From a distance, this social leader maintains links with his community and continues supporting the cause. During the march to The Hague, Daniel walked alongside a green and red flag, symbol of indigenous resistance. “Long live the minga!” “for my land and my people” and “solidarity with the minga” were some of the many expressions that adorned the banners of the protest that also showed its support to indigenous resistance.
Daniel considers that the protest on the 5th April was also a homage to the minga and a message to the European community. For him, it is vital that people know that in Colombia, the fight for human rights is costing the lives of many members of afro, indigenous and peasant communities.
These kinds of situations do not occur in Europe, he stresses, and that in order to be consistent with European democratic discourse, the bloc of countries must make a call to the Colombian government to halt the murders and guarantee safe protest.
#MarchamosALaHaya in Colombia
Since his inauguration in August of 2018, president Iván Duque has faced significant social resistance. Numerous social protests have been unleashed in different regions of the country against a government program that largely excludes the needs of students, working class people, peasants, and indigenous communities.

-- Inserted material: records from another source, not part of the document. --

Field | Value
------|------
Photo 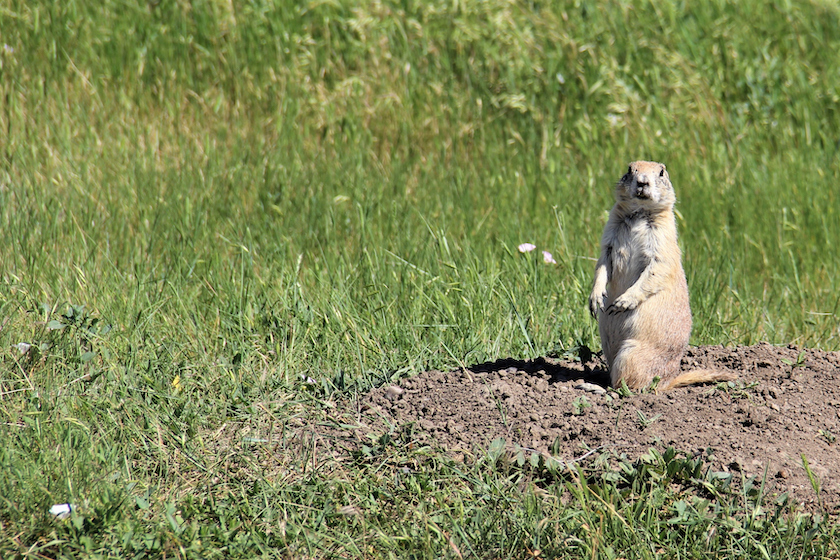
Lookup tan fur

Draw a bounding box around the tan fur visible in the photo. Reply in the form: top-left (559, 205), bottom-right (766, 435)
top-left (589, 161), bottom-right (733, 389)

The increase in VAT, the education budget, the National Plan for Development, the abstention in the approval of the UN Declaration of the Rights of Peasants, and more recently, the objections to the Special Peace Court, are some of the actions of the government that have produced a backlash within Colombian civil society.
The march to The Hague cannot be understood therefore as an isolated or sporadic incident. Quite the contrary, this protest before the International Criminal Court shows that social groups are incorporating into their strategies new protest tools like advocacy on an international level and legal mobilizations.
With time we will be able to evaluate the effectiveness of these mechanisms. In the meantime, Colombians who believe in a pacific solution to the conflict and who believe in achieving social justice will continue searching for forms of mobilization to raise our voices and demand that the government respects the peace agreements, but most importantly, to prevent the already 472 long list of murdered leaders from increasing.